Well, the answer to this one has to be zero, right??? According to the War Powers Report submitted to Congress by the White House in December, the answer is “a small number”. The summary letter I have linked to also lists other deployments the U.S. considers part of its “counterterrorism” efforts in the greater Middle East. So the “war on terror” is very much continuing. Most of this is about combating “ISIS” and “ISIL”, more or less at the invitation of the host government. These groups are not “Iran-backed” as far as I know, and in fact are even threatening to Iran.
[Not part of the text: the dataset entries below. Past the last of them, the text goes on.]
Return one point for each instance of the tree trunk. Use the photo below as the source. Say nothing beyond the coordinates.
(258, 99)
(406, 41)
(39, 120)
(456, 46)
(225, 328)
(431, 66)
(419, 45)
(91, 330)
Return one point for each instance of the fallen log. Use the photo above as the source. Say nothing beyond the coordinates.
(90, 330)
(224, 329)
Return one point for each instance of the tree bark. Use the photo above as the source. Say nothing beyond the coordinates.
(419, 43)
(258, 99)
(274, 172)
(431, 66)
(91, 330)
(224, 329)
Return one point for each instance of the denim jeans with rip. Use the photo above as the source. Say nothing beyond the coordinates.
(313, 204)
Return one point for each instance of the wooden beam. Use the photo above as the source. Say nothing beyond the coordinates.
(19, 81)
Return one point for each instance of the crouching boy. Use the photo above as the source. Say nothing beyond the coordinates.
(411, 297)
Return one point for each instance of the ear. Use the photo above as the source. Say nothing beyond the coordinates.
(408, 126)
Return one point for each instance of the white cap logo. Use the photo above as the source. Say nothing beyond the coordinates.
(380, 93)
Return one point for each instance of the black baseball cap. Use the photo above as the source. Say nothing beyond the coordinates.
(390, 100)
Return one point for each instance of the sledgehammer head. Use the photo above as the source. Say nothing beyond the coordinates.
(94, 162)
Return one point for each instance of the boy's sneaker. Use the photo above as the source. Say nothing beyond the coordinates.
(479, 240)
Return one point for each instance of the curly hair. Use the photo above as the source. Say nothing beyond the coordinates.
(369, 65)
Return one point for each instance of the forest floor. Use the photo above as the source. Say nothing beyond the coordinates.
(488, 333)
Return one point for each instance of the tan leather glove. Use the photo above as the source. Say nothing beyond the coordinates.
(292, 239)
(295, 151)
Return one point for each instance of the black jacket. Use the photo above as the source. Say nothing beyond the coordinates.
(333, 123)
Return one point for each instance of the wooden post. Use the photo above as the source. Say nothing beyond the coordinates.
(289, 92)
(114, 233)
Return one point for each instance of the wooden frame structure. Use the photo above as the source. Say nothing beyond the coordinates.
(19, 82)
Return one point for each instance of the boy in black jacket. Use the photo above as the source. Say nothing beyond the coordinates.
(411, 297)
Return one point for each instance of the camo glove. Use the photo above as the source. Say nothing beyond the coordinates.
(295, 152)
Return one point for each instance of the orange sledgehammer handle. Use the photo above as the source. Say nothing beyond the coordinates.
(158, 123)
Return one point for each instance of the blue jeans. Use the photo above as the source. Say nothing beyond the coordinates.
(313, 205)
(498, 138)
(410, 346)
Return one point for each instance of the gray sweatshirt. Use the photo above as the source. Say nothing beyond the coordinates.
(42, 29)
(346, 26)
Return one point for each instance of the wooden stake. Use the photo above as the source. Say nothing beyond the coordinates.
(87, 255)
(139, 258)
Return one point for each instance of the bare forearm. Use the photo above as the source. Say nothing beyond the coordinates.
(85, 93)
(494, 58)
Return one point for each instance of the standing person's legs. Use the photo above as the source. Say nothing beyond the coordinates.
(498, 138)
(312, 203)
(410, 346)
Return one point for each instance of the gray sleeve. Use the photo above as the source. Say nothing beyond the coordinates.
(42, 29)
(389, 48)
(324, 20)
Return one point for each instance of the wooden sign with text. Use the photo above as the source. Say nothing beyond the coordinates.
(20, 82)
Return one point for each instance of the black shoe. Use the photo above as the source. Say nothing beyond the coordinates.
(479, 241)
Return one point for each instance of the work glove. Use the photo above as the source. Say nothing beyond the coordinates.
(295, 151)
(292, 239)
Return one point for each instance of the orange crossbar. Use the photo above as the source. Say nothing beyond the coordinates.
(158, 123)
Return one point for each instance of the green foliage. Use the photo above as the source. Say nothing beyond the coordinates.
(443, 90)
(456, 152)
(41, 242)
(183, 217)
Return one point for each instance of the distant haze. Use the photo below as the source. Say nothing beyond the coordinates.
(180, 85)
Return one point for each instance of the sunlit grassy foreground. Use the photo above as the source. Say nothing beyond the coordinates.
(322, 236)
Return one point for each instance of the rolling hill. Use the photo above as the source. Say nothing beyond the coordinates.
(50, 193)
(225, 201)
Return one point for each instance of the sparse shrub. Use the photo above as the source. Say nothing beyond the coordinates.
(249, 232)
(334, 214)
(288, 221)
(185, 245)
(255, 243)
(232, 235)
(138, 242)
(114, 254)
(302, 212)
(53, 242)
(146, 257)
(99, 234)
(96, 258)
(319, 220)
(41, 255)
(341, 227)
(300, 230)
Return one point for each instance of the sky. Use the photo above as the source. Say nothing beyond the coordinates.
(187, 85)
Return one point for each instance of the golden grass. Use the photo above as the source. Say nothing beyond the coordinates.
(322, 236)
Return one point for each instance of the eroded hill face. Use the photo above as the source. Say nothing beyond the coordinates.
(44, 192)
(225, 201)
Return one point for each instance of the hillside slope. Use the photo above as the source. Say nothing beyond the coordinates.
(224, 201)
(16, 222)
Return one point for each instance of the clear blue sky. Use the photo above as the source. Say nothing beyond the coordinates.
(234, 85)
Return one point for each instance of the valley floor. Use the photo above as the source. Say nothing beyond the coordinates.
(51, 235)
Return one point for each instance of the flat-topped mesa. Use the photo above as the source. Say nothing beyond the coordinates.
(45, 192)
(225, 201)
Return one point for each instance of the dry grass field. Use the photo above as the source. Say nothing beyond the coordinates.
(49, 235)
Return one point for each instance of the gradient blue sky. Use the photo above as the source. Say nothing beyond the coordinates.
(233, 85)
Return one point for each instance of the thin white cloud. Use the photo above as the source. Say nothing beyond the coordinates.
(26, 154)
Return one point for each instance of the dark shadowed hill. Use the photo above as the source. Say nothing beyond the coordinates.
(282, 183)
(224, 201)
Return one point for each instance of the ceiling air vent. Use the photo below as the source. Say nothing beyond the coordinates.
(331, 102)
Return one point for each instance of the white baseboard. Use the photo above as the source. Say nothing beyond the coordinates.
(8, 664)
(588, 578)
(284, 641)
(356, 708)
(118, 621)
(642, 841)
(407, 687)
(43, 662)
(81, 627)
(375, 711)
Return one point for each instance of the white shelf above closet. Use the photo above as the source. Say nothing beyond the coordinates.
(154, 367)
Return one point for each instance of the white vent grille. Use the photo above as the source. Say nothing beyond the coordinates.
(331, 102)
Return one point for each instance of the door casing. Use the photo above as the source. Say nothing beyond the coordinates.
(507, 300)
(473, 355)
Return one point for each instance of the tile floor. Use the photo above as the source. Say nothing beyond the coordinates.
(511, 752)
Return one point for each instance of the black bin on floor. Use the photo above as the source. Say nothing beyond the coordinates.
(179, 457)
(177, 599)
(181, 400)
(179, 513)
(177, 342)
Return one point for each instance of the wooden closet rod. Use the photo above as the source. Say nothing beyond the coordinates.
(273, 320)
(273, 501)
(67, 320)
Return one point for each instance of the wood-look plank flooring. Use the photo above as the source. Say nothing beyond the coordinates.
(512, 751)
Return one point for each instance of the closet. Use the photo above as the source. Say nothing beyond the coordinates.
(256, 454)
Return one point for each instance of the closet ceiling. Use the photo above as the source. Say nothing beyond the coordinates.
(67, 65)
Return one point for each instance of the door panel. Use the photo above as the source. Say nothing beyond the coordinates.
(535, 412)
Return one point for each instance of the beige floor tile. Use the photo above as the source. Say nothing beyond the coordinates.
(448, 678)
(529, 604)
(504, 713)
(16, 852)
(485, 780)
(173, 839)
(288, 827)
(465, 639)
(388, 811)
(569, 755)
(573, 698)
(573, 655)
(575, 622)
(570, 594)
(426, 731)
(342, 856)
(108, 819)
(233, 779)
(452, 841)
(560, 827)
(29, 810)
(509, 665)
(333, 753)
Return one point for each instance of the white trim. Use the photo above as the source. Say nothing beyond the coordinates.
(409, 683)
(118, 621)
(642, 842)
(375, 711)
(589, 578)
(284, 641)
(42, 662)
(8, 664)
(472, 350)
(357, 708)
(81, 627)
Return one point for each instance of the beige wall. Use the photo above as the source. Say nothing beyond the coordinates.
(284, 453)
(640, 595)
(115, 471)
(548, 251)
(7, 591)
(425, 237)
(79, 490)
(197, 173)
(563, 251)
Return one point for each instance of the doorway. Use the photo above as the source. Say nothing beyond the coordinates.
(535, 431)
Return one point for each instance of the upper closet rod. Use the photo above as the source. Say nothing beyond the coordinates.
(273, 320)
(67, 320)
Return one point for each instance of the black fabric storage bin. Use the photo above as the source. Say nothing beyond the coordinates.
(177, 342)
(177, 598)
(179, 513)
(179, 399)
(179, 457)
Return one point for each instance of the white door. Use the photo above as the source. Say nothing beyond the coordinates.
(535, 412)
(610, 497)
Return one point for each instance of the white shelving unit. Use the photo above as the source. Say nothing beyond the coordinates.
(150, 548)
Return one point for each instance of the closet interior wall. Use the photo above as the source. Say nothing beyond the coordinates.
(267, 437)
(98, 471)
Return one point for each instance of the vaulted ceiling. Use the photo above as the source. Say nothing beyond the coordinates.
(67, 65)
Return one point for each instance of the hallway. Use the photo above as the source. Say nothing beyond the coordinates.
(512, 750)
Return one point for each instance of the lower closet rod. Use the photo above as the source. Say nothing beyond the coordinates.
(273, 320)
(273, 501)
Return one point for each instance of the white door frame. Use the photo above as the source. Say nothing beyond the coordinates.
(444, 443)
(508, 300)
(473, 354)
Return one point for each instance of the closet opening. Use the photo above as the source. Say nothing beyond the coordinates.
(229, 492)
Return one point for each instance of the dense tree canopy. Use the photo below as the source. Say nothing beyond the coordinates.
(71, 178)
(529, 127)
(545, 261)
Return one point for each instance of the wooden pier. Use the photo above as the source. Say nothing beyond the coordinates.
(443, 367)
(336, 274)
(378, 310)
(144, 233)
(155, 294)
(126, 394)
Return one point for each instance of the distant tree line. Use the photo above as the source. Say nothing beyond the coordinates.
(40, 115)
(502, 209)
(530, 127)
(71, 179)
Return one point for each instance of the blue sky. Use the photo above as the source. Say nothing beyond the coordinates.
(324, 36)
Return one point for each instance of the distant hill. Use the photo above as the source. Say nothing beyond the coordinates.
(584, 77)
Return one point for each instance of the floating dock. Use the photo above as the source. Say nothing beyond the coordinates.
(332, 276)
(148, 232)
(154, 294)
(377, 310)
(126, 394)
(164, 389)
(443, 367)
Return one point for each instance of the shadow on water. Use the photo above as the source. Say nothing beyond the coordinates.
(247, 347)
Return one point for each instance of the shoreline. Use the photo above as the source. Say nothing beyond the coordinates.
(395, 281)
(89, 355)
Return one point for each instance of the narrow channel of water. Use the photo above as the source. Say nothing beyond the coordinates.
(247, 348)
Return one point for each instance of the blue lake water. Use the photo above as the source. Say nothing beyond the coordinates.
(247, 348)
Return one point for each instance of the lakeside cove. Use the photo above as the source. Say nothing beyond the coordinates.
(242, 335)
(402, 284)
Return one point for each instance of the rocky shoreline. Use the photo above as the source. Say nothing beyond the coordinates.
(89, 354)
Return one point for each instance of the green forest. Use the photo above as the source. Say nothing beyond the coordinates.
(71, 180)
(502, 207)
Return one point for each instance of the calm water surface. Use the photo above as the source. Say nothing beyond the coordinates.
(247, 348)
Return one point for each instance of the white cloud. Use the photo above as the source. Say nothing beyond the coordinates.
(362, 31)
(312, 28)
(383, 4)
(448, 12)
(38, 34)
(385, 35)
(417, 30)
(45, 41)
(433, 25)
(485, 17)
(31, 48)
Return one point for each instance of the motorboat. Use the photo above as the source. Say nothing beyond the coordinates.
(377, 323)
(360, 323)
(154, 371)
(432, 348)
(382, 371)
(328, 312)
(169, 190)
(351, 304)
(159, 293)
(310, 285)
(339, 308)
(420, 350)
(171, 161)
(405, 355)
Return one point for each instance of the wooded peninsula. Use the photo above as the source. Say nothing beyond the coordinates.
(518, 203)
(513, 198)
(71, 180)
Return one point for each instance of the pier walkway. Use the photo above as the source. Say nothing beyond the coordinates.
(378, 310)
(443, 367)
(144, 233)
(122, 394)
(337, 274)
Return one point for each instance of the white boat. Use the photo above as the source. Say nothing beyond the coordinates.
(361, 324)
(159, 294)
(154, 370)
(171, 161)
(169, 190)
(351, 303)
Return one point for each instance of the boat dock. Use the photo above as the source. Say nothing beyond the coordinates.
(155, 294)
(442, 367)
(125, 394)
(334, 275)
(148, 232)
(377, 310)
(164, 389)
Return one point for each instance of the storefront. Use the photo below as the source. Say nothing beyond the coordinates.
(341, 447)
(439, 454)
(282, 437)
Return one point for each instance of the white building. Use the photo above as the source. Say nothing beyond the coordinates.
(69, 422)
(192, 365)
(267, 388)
The U.S. is also sometimes attacking Iran-backed groups and Iranian military advisers under the umbrella of counterterrorism. This particularly catches my eye:

As reported on November 22, 2023, I directed United States forces to conduct discrete strikes on the night of November 21, 2023, against facilities in Iraq used by the IRGC and IRGC-affiliated groups for command and control, logistics, and other purposes.  These strikes followed attacks against United States personnel and facilities in Iraq and Syria that threatened the lives of United States personnel and Coalition forces operating alongside United States forces, and that were perpetrated by the IRGC and militia groups affiliated with the IRGC.  A United States contractor suffered a fatal cardiac incident while moving to shelter during one of these attacks.  I directed these discrete military actions consistent with my responsibility to protect United States citizens both at home and abroad and in furtherance of United States national security and foreign policy interests, pursuant to my constitutional authority as Commander in Chief and Chief Executive and to conduct United States foreign relations.

whitehouse.gov

I’ll try: “Iran-backed” groups are fighting “US-backed” groups in various countries. Iran and the US both have military advisers in various countries. U.S. troops and contractors are occasionally getting hurt in attacks maybe aimed directly at them, and maybe aimed at more local parties. We’re there because they are fighting us, and they are fighting us because we’re there.